Three days later, Labour Minister Camille Bou Sleiman met union representatives and published a press release saying that he "fully understood" their position. In a phone conversation with The National, he said that he had told bakers that he would allow them to hire one foreigner for each Lebanese employee, a ratio that is only applied to the construction and agricultural sectors, traditionally dominated by Syrians. Normally, companies can only hire one foreigner for three Lebanese employees.

Mr Bou Sleiman said he would publish a decree to allow Syrians to work as bakers, though he would not say when. His predecessor had confined Syrians to three sectors: agriculture, cleaning and construction.

But the Labour Minister insisted that bakeries must respect the law and pay for work permits – roughly a couple hundred dollars a year – for their foreign staff, including Syrians. Work permits grant employees certain rights, such as an 8-hour workday and 15 days of holiday per year.

According to Mr Al Masri, bakers have never granted these rights since labour laws were written in 1946 because the price of bread is not flexible and currently fixed by the Economy Ministry at 1,500 Lebanese pounds ($1) for a bag of 900 grams of flat Arab-style bread, the most commonly sold bread in the local market. Any extra expenditures on workers would represent a dent in bakers’ profits. The head of the federation of unions of bakery owners, Kazem Ibrahim, did not answer to a request for comment.

Mr Bou Sleiman, an ex-finance lawyer whose appointment as Labour Minister in late January represented his first stint in politics, recognised that forcing bakers or other companies to implement labour laws is a daunting task. Lebanese labour laws have a long history of being ignored. The World Bank reported that in 2010, only half of the Lebanese labour force worked in the formal sector. According to Mr Bou Sleiman, there are 22 inspectors affiliated to the Labour Ministry for the entire country.

Bakers also complain that registering their foreign staff with the Labour Ministry would oblige them to pay social security charges (23.5 per cent of the total wage). Though Lebanese employees benefit from social security, foreigners do not.

Mr Bou Sleiman said that foreign employees contributing to social security for nothing was “unacceptable”.

“I am ready to prepare a draft law to submit to Parliament to change this once the situation had calmed down,” he said, referring to the uproar caused by his campaign, which was launched on July 9 after a one-month grace period.
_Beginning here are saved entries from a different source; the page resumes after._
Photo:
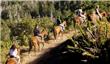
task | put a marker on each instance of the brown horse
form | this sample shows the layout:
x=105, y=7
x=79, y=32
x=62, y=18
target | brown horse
x=11, y=61
x=58, y=29
x=35, y=41
x=93, y=17
x=43, y=34
x=79, y=20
Feeling targeted, Palestinians violently opposed it, staging protests and burning tyres in mid-July. The 175,000 strong community has lived in Lebanon for decades but cannot obtain Lebanese citizenship or equal work opportunities.

Despite their much larger number, close to one million, Syrians have kept quiet. Their position is more precarious. Local politicians are increasingly calling for them to return to their war-torn country, arguing that they represent a too heavy burden for the weak local economy, and anti-Syrian sentiment is on the rise.

Fadi, one of Mr Mussa’s Syrian employees in his bakery, said that if he ran into problems with the Labour Ministry for not having a work permit, he would go back to Syria. The 26-year old agricultural engineer, originally from Deir Ezzor, which was until under ISIS control between 2015 and 2017, fled to Lebanon that same year to avoid military service after completing his master’s degree. “Even Syria would be better than living like this,” he said.